In reality, however, the Fed is an agent of Congress — or more precisely, a fiscal agent — and, in a crisis, is subservient to the Treasury.
During World War II, for example, the Fed supported the prices of US securities and pegged interest rates at artificially low levels to finance government deficits. The pegged rate system didn’t end until 1953, even though the Treasury‐Fed Accord was announced in 1951.
Today, in response to COVID-19, the Fed has once again become a major player in funding massive increases in government deficits. It has promised to more than double the size of its balance sheet by engaging in large‐scale asset purchases of Treasuries and mortgage‐backed securities.
The Fed also has created off‐balance sheet entities — special purpose vehicles — backstopped by the US Treasury with funds appropriated by Congress under the CARES Act (Coronavirus Aid Relief and Economic Security Act).
Congress has provided the Treasury with $US454 billion ($700 billion) to cover potential losses from the Fed’s emergency lending programs. That backstop will allow the Fed to lend as much as $US4.54 trillion.

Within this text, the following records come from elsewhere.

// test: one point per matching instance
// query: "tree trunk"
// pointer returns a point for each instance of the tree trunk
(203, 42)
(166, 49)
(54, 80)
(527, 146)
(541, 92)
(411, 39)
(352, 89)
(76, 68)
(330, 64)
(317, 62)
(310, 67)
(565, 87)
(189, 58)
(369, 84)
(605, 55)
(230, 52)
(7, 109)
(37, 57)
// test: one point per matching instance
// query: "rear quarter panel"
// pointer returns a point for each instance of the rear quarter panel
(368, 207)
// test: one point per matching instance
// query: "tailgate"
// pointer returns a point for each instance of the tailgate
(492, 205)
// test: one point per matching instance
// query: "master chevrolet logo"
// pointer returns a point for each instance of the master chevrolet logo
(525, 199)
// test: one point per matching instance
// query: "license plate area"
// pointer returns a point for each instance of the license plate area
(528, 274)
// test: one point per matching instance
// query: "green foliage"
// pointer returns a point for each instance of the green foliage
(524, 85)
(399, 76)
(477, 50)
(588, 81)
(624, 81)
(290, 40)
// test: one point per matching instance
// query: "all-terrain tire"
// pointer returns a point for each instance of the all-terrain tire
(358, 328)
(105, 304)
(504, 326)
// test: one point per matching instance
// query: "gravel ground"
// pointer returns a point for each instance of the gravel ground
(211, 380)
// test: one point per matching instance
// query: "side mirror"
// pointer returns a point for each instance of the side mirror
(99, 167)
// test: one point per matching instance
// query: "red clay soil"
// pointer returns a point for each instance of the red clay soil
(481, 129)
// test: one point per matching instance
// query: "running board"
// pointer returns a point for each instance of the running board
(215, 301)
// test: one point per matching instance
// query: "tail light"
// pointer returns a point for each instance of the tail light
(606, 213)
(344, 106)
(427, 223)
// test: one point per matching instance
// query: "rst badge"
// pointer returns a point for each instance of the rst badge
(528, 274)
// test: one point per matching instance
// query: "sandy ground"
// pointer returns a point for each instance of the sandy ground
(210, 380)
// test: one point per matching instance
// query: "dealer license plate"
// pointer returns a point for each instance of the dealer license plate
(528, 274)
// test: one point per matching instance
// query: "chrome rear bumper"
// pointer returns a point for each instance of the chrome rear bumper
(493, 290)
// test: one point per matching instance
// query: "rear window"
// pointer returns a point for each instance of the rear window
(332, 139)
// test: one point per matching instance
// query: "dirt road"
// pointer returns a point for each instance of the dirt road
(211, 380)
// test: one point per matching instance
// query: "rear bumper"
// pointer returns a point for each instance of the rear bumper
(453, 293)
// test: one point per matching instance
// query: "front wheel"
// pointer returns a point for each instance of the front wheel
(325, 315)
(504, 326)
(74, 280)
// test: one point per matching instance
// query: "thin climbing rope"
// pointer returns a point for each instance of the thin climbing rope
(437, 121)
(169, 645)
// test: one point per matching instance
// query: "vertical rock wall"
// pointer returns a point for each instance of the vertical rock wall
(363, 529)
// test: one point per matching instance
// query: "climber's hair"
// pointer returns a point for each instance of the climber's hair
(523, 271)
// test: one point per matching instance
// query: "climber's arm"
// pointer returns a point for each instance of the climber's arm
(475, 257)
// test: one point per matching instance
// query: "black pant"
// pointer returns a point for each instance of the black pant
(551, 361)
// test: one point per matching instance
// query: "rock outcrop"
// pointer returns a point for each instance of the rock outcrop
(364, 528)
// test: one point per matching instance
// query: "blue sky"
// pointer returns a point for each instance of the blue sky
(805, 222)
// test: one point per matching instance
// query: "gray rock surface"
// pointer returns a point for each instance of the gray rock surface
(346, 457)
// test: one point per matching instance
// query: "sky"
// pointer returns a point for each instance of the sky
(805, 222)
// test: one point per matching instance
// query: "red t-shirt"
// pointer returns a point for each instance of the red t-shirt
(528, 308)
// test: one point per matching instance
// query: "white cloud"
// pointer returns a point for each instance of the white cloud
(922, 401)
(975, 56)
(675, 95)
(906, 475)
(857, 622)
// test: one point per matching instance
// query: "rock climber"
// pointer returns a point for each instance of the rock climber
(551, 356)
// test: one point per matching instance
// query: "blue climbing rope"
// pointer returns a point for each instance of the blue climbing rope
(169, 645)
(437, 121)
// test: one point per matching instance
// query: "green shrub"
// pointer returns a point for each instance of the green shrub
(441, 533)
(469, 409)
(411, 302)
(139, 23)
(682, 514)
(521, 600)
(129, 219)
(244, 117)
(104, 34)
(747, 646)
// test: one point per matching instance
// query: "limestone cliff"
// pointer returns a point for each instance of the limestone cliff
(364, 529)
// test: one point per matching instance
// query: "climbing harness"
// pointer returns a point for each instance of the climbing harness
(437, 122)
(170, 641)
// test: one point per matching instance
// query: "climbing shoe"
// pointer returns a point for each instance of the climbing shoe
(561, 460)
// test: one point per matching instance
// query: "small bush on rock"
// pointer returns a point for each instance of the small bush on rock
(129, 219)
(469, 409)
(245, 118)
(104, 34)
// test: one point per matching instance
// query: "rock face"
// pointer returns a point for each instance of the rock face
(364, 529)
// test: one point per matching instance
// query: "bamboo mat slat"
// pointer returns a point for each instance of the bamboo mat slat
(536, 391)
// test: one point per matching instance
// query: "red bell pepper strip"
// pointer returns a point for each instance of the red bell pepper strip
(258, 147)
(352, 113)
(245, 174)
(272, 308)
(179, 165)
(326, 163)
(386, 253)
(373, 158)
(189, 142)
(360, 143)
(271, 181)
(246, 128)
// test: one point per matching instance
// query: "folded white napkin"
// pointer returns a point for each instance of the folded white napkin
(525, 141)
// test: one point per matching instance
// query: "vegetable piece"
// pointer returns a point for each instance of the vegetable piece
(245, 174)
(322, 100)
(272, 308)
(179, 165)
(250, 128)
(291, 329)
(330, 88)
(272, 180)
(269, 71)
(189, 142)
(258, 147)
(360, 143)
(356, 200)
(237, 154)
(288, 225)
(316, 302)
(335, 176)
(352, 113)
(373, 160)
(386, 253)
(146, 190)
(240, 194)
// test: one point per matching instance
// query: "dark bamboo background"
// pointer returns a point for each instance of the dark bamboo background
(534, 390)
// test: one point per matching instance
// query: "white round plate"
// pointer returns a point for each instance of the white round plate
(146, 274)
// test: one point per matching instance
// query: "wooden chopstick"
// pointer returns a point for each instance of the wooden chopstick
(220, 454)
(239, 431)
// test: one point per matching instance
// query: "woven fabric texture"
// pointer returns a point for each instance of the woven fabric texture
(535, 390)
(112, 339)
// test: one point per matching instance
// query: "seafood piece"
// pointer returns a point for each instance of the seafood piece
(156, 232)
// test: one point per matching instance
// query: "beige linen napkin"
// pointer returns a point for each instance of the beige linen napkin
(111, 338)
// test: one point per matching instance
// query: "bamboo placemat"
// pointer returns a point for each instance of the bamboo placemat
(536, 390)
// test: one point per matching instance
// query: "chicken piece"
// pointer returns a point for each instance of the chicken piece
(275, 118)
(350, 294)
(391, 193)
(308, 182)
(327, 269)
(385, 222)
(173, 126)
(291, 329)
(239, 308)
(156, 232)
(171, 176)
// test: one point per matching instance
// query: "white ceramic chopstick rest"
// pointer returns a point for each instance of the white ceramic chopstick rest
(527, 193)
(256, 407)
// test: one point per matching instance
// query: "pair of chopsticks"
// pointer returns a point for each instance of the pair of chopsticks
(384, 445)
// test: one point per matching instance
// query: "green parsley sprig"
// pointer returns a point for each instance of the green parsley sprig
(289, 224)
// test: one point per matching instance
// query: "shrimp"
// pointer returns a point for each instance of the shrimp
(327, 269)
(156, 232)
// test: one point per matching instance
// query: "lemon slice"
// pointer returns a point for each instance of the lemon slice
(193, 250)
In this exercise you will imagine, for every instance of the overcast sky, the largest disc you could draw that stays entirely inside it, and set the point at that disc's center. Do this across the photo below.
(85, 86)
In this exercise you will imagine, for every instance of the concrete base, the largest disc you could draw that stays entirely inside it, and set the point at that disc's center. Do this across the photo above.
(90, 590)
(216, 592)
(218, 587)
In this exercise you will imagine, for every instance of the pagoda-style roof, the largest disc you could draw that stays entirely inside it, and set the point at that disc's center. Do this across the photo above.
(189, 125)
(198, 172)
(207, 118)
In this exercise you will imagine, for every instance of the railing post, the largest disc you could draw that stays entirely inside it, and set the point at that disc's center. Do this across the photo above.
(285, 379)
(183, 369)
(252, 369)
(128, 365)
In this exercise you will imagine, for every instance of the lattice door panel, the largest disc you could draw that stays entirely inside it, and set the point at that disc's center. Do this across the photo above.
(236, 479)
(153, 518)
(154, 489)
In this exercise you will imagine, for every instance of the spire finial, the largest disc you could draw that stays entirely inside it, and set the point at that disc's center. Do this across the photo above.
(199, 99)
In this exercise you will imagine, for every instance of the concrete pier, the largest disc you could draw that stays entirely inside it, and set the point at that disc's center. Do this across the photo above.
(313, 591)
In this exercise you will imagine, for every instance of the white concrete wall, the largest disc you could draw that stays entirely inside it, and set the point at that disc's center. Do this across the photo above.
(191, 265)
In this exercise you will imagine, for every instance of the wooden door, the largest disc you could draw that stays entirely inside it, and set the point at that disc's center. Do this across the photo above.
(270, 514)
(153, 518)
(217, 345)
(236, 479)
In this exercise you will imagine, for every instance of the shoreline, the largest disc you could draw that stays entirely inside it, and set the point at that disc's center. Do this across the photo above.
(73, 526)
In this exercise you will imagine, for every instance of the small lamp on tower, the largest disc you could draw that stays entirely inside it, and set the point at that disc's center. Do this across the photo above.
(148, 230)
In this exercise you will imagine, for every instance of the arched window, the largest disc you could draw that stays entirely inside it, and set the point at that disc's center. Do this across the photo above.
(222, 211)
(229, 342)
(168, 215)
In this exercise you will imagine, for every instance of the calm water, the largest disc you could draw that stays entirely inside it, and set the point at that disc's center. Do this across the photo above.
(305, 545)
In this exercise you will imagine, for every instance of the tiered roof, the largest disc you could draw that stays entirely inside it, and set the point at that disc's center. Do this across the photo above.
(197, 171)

Although the Fed — unlike the Bank of Japan and, more recently, the Reserve Bank of Australia — has not officially pegged interest rates on government debt, there has been talk of establishing “yield curve control”. The idea is to have the Fed commit to buy longer‐terms bonds to support their prices, and thus peg their yields at whatever rate is decided upon, most likely under consultation with the Treasury.
Although the Fed may see this as a way to stimulate the economy, it could also be a way to fund fiscal deficits at an artificially low rate.
According to Sage Belz and David Wessel, of the Brookings Institution, “a major risk associated with yield‐curve policies is that they put the central bank’s credibility on the line” — that is, if the Fed promises to peg rates, it runs the risk of straying from its inflation target.
In the case of Australia, the central bank has set a 0.25 per cent target for the yield on three‐year government bonds, which meshes with the cut in its cash rate target.
The Reserve Bank distinguishes its yield control approach from quantitative easing. Rather than announce a target for the quantity of bonds it plans to buy, it says it will buy an unlimited quantity of government bonds to keep the bond yield at its targeted low rate.